I'm building a shipping integration with Next.js App Router and EasyPost API. I need: 1) An API route that fetches real-time shipping rates from multiple carriers, 2) A webhook handler for tracking updates with HMAC-SHA256 verification, 3) A label generation endpoint, 4) A Supabase schema for shipments and rate caching. Help me design the architecture and handle edge cases like carrier timeouts and rate caching.
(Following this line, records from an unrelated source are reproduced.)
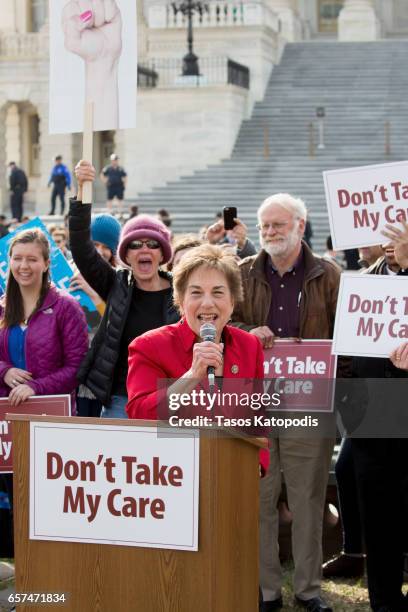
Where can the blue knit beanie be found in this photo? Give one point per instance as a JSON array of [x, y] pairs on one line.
[[106, 229]]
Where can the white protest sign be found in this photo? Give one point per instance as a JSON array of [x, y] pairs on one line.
[[362, 200], [112, 484], [93, 58], [371, 316]]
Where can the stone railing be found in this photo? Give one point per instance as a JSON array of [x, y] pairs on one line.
[[216, 70], [29, 46], [215, 14]]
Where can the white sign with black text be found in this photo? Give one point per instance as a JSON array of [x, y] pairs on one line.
[[371, 316], [113, 484], [362, 200]]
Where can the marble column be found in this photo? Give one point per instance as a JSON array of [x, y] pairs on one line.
[[13, 134], [291, 27], [358, 21], [4, 195]]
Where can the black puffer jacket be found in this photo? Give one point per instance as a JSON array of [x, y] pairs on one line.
[[115, 287]]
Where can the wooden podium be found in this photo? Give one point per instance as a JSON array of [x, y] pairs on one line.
[[221, 577]]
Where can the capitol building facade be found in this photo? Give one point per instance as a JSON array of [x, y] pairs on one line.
[[183, 123]]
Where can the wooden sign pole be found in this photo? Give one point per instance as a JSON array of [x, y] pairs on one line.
[[87, 149]]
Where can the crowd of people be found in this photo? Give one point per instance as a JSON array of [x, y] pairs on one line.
[[153, 291]]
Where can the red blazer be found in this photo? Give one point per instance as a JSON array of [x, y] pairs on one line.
[[167, 352]]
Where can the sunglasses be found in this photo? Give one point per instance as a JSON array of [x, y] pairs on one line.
[[138, 244]]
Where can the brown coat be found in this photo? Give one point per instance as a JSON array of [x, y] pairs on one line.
[[317, 304]]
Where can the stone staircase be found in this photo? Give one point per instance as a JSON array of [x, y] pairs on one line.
[[362, 87]]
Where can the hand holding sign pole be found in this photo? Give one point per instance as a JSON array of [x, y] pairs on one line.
[[93, 30]]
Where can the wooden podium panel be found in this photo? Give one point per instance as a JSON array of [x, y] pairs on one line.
[[221, 577]]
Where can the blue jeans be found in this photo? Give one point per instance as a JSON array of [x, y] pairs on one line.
[[116, 409]]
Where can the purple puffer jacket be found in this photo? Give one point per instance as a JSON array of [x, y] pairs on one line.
[[56, 342]]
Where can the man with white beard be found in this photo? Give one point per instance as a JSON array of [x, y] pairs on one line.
[[290, 292]]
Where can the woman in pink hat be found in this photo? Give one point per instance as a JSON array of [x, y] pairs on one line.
[[138, 296]]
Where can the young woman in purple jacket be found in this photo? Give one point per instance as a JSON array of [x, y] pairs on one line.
[[43, 333]]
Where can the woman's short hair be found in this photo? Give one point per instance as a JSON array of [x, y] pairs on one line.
[[182, 242], [214, 258]]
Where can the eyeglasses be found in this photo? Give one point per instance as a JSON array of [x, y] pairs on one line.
[[135, 245], [264, 227]]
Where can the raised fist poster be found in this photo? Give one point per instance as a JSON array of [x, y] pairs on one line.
[[93, 58]]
Create a webhook handler at app/api/webhooks/shipping/route.ts for EasyPost tracking updates. The handler must: 1) Read the raw body using request.text(), 2) Verify the HMAC-SHA256 signature from the x-hmac-signature header against EASYPOST_WEBHOOK_SECRET, 3) Parse the event and update the shipment status in Supabase based on the tracker.status field, 4) Map EasyPost statuses (pre_transit, in_transit, out_for_delivery, delivered, failure) to our status enum. Return 200 quickly.
Frequently asked questions
Which shipping carriers does EasyPost support?
EasyPost supports 100+ carriers including UPS, FedEx, USPS, DHL, Canada Post, and regional carriers. The free test mode gives you access to all carriers with simulated rates. In production, you connect your own carrier accounts or use EasyPost's negotiated rates.
Can I use this shipping integration with my existing e-commerce app?
Yes. The shipping rates API and label generation endpoints are standalone API routes. Call them from any frontend — your existing app makes a POST to /api/shipping/rates with addresses, and gets back carrier rates. The webhook handler updates tracking status automatically.
Do I need a paid EasyPost account?
No. EasyPost's test mode is free and simulates all carrier rates, label generation, and tracking updates. You only pay when you switch to production mode and purchase real labels. Test mode is sufficient for building and testing the entire integration.
How do webhook tracking updates work?
After purchasing a label through EasyPost, they automatically track the package. When the status changes (picked up, in transit, delivered), EasyPost sends a POST to your webhook URL with the updated tracker data. Your handler verifies the signature and updates the shipment status in Supabase.
What V0 plan do I need?
V0 Free tier works for this project. The shipping integration uses standard API routes, Server Components, and shadcn/ui components. Design Mode adjustments for polishing the rate comparison cards are also free.
Can RapidDev help build a custom shipping integration?
Yes. RapidDev has built 600+ apps including e-commerce platforms with multi-carrier shipping, real-time tracking, and custom fulfillment workflows. Book a free consultation to discuss your shipping requirements and carrier needs.
How do I handle international shipping?
EasyPost supports international shipments. Add customs_info to the shipment object with item descriptions, HS codes, and declared values. The API returns international rates with duty estimates. Add country Select to the address form for international destinations.